Celeste virou a cabeça: "Por exemplo?"

Os olhos belos de Amadeu a miravam, os dedos brincando levemente com o cinto na cintura dela: "Quanto tempo, mais ou menos? Uns dias?"

Celeste fez as contas: "Uns vinte dias, mais ou menos. É urgente?"

"Posso aguentar esse tempo, mas depois vou passar mais vinte dias sozinho, contando nos dedos.

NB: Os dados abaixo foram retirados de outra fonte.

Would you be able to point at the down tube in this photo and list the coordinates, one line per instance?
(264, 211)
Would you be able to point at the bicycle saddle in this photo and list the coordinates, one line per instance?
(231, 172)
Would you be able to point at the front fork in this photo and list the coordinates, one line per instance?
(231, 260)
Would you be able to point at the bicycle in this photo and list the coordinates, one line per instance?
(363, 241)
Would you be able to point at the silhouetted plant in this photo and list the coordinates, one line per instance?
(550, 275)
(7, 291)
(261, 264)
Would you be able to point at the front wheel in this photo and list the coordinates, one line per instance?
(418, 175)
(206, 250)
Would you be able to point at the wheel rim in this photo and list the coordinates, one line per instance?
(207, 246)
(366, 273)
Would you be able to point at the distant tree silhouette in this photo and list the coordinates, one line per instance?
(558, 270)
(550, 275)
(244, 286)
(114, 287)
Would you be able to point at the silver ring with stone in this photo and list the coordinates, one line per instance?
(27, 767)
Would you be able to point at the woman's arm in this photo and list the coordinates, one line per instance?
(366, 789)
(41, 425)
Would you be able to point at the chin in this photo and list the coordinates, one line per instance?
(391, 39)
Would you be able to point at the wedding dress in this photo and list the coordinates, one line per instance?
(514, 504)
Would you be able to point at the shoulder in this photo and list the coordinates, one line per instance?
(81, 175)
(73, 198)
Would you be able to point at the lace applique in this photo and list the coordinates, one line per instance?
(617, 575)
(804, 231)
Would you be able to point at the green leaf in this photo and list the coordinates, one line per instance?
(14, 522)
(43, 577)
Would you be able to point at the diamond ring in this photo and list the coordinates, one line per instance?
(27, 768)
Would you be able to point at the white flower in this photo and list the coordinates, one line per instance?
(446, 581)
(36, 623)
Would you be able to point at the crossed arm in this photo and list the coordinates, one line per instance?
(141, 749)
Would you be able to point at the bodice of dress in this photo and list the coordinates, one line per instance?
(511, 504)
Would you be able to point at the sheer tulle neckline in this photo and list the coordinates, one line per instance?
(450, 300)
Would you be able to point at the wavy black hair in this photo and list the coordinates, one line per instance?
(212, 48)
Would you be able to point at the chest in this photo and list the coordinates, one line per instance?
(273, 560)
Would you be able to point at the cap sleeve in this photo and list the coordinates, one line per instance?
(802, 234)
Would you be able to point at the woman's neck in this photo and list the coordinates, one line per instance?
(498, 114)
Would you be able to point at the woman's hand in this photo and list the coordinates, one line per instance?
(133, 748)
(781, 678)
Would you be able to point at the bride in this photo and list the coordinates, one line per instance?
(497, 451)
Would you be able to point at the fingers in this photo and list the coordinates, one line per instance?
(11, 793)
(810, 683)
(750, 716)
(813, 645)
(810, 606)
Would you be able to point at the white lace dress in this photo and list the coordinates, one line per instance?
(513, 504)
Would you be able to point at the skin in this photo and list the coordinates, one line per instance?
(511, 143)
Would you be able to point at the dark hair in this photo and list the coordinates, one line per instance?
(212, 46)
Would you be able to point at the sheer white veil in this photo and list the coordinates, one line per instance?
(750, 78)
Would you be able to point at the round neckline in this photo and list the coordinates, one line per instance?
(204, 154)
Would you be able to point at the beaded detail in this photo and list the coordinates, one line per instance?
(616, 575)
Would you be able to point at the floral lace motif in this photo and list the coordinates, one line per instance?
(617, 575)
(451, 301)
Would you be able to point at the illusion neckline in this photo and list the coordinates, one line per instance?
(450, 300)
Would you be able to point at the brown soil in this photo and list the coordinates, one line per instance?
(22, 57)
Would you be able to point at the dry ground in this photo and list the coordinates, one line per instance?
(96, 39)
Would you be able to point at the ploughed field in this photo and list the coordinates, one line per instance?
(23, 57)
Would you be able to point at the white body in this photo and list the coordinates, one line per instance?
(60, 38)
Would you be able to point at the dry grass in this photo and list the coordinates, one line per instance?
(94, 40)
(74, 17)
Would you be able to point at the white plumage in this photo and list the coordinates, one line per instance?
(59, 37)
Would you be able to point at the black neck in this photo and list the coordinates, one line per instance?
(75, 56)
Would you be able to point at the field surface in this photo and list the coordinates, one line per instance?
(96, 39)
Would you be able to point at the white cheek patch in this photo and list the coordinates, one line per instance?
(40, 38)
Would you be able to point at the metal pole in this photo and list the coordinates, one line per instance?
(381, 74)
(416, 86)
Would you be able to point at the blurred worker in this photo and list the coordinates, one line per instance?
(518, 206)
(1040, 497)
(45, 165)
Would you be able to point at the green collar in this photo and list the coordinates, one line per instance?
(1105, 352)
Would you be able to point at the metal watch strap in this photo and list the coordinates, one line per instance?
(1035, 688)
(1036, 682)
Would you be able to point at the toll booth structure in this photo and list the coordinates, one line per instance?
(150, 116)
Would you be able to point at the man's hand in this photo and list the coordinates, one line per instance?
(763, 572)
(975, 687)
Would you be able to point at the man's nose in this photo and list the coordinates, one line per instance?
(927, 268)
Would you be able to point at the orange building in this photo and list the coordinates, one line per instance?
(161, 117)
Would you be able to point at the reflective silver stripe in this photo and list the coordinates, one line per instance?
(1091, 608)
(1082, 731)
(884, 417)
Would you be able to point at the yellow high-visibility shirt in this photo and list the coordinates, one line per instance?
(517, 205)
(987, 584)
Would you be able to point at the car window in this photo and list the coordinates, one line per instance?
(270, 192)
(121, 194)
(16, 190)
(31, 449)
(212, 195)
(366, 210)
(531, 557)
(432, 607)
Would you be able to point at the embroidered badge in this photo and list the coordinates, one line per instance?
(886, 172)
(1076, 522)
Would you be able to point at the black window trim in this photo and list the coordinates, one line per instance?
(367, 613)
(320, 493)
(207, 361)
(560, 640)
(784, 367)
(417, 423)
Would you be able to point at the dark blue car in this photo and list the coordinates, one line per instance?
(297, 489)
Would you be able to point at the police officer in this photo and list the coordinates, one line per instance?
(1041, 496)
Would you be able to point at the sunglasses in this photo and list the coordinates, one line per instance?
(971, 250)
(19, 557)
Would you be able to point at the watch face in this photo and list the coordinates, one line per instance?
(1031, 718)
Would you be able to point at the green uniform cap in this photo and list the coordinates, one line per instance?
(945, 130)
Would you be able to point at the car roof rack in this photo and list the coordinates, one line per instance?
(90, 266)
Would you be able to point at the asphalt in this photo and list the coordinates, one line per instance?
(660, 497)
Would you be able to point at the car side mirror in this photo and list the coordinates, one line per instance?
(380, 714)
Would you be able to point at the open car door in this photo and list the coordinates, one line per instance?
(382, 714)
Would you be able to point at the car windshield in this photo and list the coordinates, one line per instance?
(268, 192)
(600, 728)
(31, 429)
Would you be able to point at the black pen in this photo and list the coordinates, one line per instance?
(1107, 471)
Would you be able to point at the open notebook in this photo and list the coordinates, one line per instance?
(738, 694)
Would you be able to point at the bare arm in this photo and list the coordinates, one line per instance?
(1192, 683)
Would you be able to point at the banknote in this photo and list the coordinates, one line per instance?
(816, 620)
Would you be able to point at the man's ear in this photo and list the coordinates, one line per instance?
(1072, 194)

Você acha isso tranquilo?" Ele falava tudo isso com naturalidade, sem corar, mantendo o semblante digno.

Celeste ficou sem palavras, engasgada.

De repente, lembrou que, quando se tratava da vida conjugal, Amadeu era do tipo que, ou não fazia nada, ou, quando começava, não tinha fim.

Percebeu agora que, mesmo quando estavam brigados, ele voltava todo mês para "cumprir o dever", e nunca era de qualquer jeito: sempre fazia questão de que ela entrasse no clima, nunca era só por si. Pensando bem agora...

Qual era a diferença entre isso e alguém de cara fechada ainda assim prestando um serviço?

Brigava com ela, mas ainda voltava para cuidar...

Celeste, de repente, ficou curiosa sobre o que se passava na cabeça de Amadeu naqueles dois anos.